Retrospectivamente, las reformas que se han hecho en nuestros planes de enseñanza, desde la Ley de Reforma Universitaria de 1983, a la Ley de Autonomía Universitaria del 2001, pasando por las diversas reformas del bachillerato, han conllevado una progresiva devaluación en el contenido de los estudios, y en las estructuras docentes, dando lugar a la creación de grandes centros universitarios públicos, y proliferación de privados, los primeros embarcados en luchas intestinas de protagonismo y poder, y los segundos inmersos en un pragmatismo mercantilista que difumina la misma esencia universitaria.

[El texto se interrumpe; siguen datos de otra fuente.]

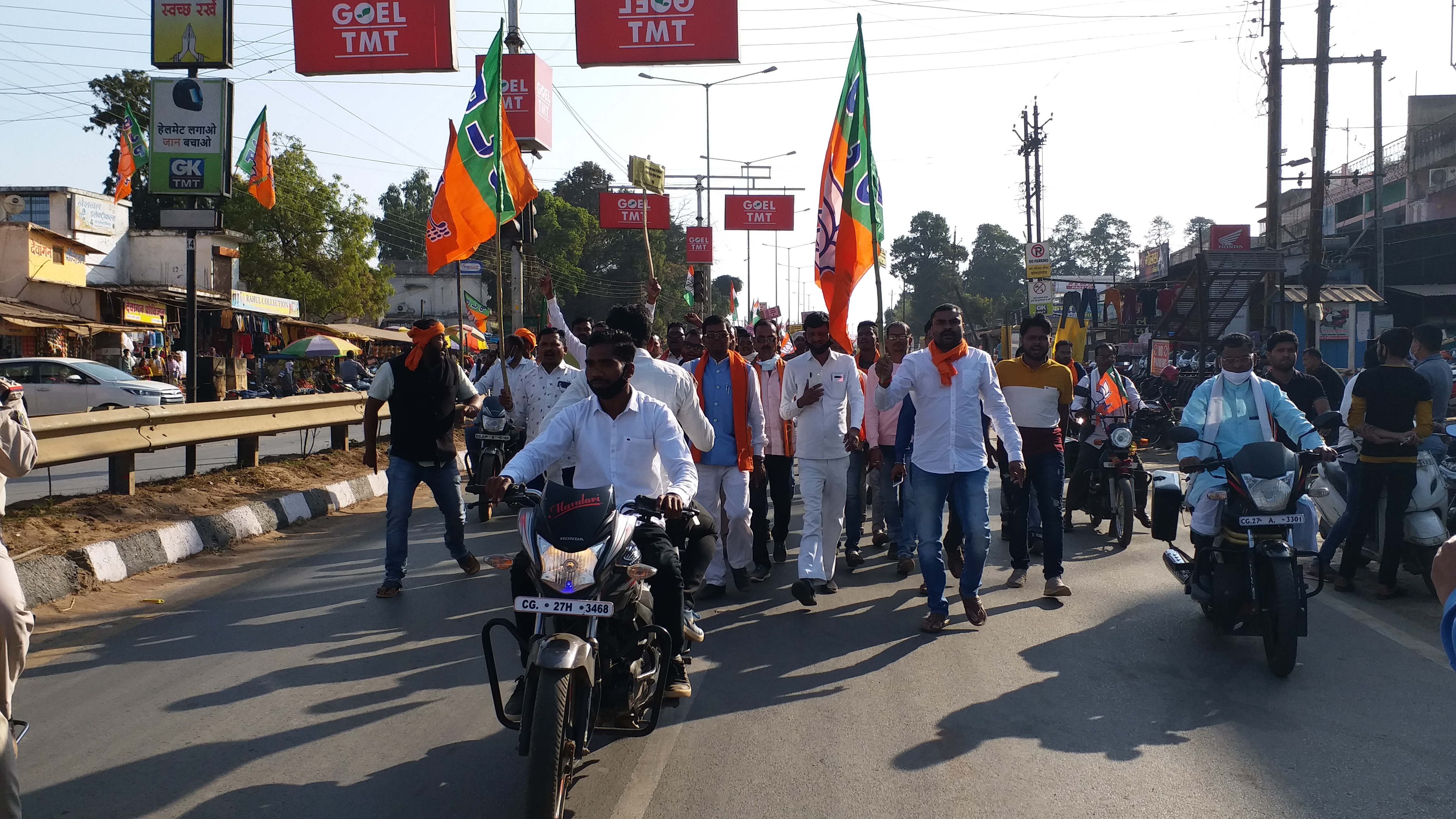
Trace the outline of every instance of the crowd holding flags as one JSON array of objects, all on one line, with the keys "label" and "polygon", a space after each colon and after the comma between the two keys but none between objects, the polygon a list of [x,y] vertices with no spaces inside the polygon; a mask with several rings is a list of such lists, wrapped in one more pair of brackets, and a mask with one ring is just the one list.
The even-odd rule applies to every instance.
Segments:
[{"label": "crowd holding flags", "polygon": [[859,277],[871,265],[879,264],[884,239],[884,197],[874,152],[869,149],[865,32],[856,16],[855,48],[849,54],[849,71],[834,111],[828,150],[824,152],[814,229],[814,283],[824,293],[824,305],[828,306],[830,334],[844,350],[853,350],[849,296]]}]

Y en este panorama llega la reforma de Bolonia a plantear mayores dosis de pragmatismo para encaminar la integración, de manera que las licenciaturas reducen un año su duración, al tiempo que las diplomaturas desaparecen – o mejor dicho, se prolongan un año- para hablar de graduación de cuatro años, a la que hay que añadir la realización de un master de uno o dos años de duración. Siendo así que los “panes” se hacen grandes o pequeños a demanda, más que por su propia entidad. Dando como consecuencia la existencia de “diplomaturas infladas” y “licenciaturas recortadas”, en flagrante contradicción, académica y profesional. Pero además, el último año de las antiguas licenciaturas habrá de tornarse en un master de uno o dos años –algo que también se antoja discrecional, y en lo discrecional aparecen los audaces ávidos de negocio, incluso en las Universidades Públicas-, pues habrá que pagar unas tasas académicas mucho más elevadas que las que se corresponden con un curso de grado, lo cual no deja de ser un gravamen familiar para el estudiante aún dependiente del trabajo paterno, y una posibilidad de paralelo incremento retributivo del profesorado que participe en dichos cursos.
Claro que aquí se atisba una transferencia del problema financiero de la Universidad española a sus usuarios, pues no es desconocido el problema económico que representa mantener las gigantescas estructuras universitarias públicas, muchas de las cuales no se sujetan a directrices de gestión eficiente, y arrastran grandes lastres.
Sin embargo los partidarios del proyecto boloñés aducen además de la utilidad de la convergencia de títulos, la posibilidad de implicar de forma más decidida a la empresa privada en la actividad universitaria. De lo primero no cabe duda, pero de lo segundo suscita grandes dudas por la clara finalidad de lucro de la empresa privada, y la escasa cultura de eficacia del mundo universitario; y que al final derivará en una mano de obra gratuita o semigratuita del alumnado en prácticas en dichas empresas, como está sucediendo en muchos casos de realización de los practicum actuales, lo que tampoco resulta de recibo.
Por todo ello, habrá que estar alertas para que no nos “vendan más burras” en pro de una aparente mejora. Puesto que la cuestión no parece que esté del todo clara, en el sentido de un neto beneficio para los estudiantes y para la misma Universidad española. Sino que más bien, se antoja que va envuelta en un cúmulo de intereses diversos, que si no se depuran en beneficio de un claro interés público pasará su factura.